Developed by Google cloud, this is the bee’s knees of harmonious collaboration between time-zones and storage for businesses large and small, protected with a 2-factor authentication and deeper security options. We’re all for cloud-based applications because of its flexible scalability to increase or decrease storage capacity as and when you need it.


  • Use a standard naming convention for file names so that documents are in a logical location. If you do forget where you save a file, G-drives powerful search lets you locate documents of all types by sifting out the search term from anywhere in the document. Clever.
  • For ultimate organization for remote-work, download Google File Stream for access to the latest versions of your cloud storage on your device from wherever you are.

  • If you’re like us and have teams in different countries, collaborate asynchronously between time-zones (or differing work-hours in the UK) using documents, sheets, and slides. As with Slack and Trello, we like to target our team members as much as possible with a “@mention” to eliminate delays and better direct our questions.

  • For live collaboration, chat within google documents is a great feature. Google documents work synchronously so it’s collaboration with a boost, (as long as your colleagues are online).

  • Having a dodgy Wi-Fi afternoon but still not done with your doc, sheet, or slide? Download the Google Docs Google Docs offline to work without internet...(just don’t forget to turn it on).

4. Zoom

Zooms' quality and reliability is by far, the best we’ve come across. We’ve tested out a few video conferencing apps but Zoom wins hands down and has been comfortably integrated into daily communications for the past 3 years. 

Zoom has soared in popularity in recent months and as the remote-working force continues to grow, so does the security concern.
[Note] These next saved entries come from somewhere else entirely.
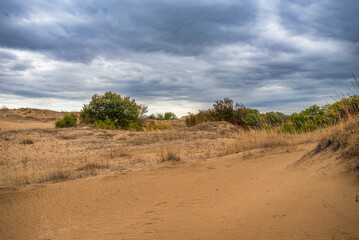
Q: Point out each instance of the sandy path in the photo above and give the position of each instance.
(223, 198)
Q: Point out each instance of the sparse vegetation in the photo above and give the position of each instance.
(69, 120)
(27, 141)
(169, 155)
(160, 116)
(112, 111)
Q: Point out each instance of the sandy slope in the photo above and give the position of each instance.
(256, 197)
Zoom continues to be our platform of choice as it is frequent and consistent in releasing information and updates. It does help to be active and review the platform as a company too, implementing any changes on a consistent basis to eliminate any concerns. 

Top tips (for extra security):

  • Ensure the latest version is being used to ensure that you are using the most stable and secure version. 
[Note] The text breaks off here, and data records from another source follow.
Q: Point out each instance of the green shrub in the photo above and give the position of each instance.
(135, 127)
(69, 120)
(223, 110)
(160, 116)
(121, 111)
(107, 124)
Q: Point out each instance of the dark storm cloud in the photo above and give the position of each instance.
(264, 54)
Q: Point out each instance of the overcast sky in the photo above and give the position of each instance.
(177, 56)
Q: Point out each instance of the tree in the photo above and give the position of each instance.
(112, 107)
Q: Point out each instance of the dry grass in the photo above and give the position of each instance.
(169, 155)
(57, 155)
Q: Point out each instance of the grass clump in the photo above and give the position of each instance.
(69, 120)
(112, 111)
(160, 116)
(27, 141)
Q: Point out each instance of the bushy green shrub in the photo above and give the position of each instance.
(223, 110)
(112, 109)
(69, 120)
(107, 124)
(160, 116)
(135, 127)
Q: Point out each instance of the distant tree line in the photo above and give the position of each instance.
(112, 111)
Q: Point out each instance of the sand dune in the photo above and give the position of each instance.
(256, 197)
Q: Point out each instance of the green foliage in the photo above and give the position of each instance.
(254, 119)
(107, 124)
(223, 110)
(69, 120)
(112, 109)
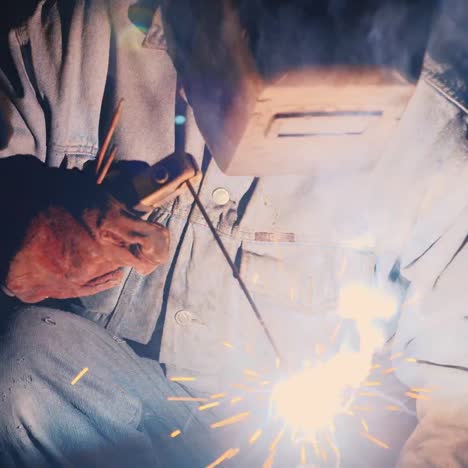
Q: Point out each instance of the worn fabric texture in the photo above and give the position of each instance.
(297, 240)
  • Create a new ID for each meeting. This is generally much safer if you’re using the platform regularly and minimises the risk of someone guessing your ID or using a meeting link from a previous session.

  • Ensure your meeting always has a password

  • Share only the relevant screen.

Use the waiting room (but don’t forget to let them in!).


5. 1Password

Managing access when you’re remote is not easy. 1Password is our password manager that takes care of storing, creating, and utilizing passwords. Whilst all of the above apps can make your remote-working life a doddle...they’re no use if you can’t get access. As a Cyber Essentials Plus partner, our priority is to protect our organisation when browsing our favourite web-based applications.
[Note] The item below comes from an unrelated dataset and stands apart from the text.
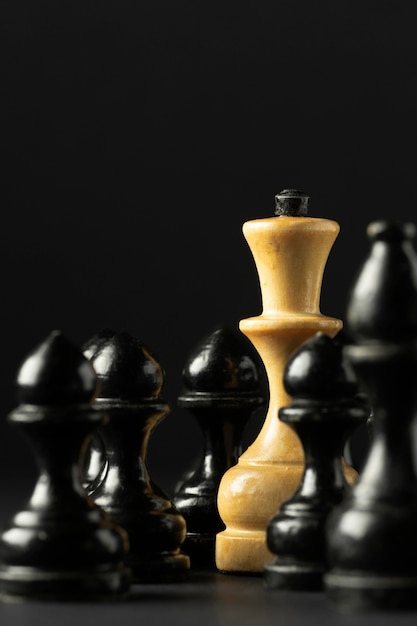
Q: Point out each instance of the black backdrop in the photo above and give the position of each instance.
(137, 136)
  • Add 1Password to your browser to get quick access to your task with no risk of an online discussion containing password credentials. Your admin can transfer credentials from one secure vault to another (i.e. from department to department), or add new users to a vault when needed. 1Password hosts 2-factor security authentication, uses a personal master password for every sign in and issues an emergency kit should you need to sign in from another device. 

  • Manage access between vaults. 1Password can help you be more productive in your team by only allowing access to sites or tools you need to do your work, stored in your personal vault. 1Password not only offers protection; its seamless usability lets us work quickly when we need it most. 


Final tip.

Remote-working tools are changing the way we collaborate and organise information. If you introduce an application, ensure it’s safe, fall in love with it, and push its boundaries to see what else it can do. If you’re like us, this will result in a toolkit of quality applications that are integrated into the company process, (appropriate for in and out of the office). Used well and they will keep you connected and productive all year round!